I. Le même religieux apparut , disant : O Juge, pourquoi avez-vous créé les vermisseaux qui peuvent nuire et ne rien profiter ?

II. Pourquoi avez-vous créé les bêtes farouches qui nuisent aussi aux hommes ?

III. Pourquoi permettez-vous que le corps pâtisse ?

IV. Pourquoi souffrez-vous l’iniquité des jugements iniques, qui affligent les sujets et les fouettent comme des serfs achetés ?

V. Pourquoi le corps de l’homme est-il affligé au dernier point de sa vie ?

 

REPONSE

 

I. Le Juge répondit : Mon ami, Dieu, Juge, a créé le ciel, la terre, et tout ce qui est compris en leur pourpris, mais il n’a rien créé sans quelque sujet, sans quelque esprit, sans quelque rapport ; car comme les âmes des saints ont semblables aux anges qui sont ,en la vie, dans les bonheurs et les félicités, de même les âmes des injustes sont semblables aux démons qui sont ensevelis et plongés dans la mort éternelle.
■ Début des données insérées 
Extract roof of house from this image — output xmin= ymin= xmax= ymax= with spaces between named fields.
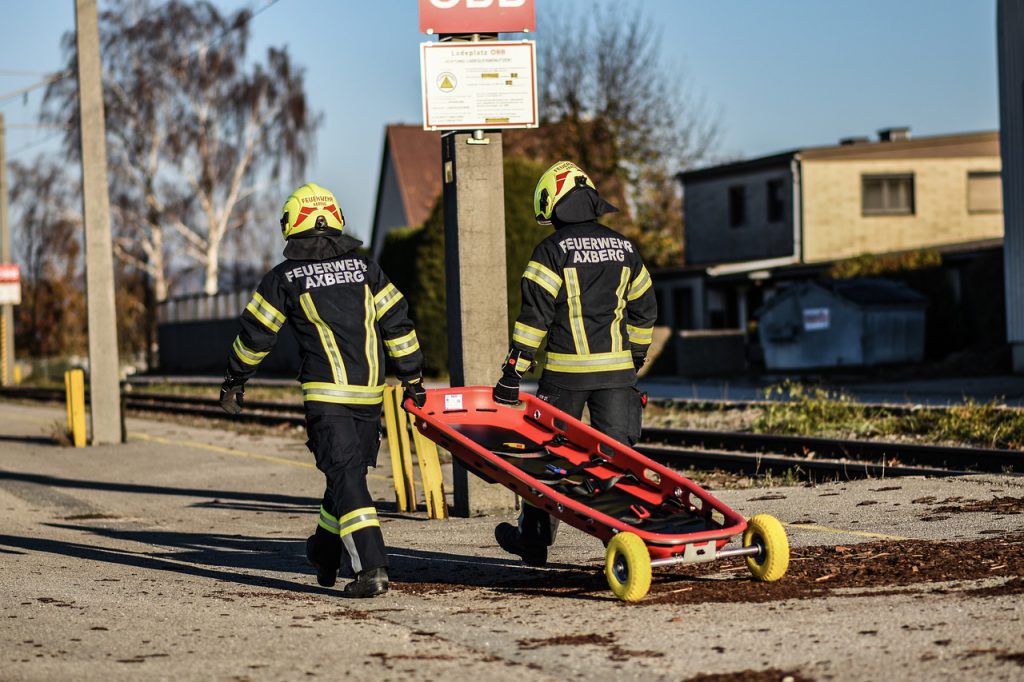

Mais  d’autant que vous m’avez demandé pourquoi j’ai créé les vermisseaux, je vous réponds que je les ai créés pour manifester aux hommes les effets de ma sagesse et les pouvoirs de ma bonté, car bien qu’ils puissent nuire, ils ne nuisent pas pourtant, si ce n’est par ma permission et le péché des hommes, l’exigeant de la sorte, afin que l’homme qui méprise de soumettre à Dieu, son souverain supérieur, gémisse de voir qu’il faut être affligé par de petits vermisseaux, et afin que l’homme sache que , sans moi, il n’est rien, et que des choses irraisonnables me servent , et que toutes choses s’arrêtent à mon commandement.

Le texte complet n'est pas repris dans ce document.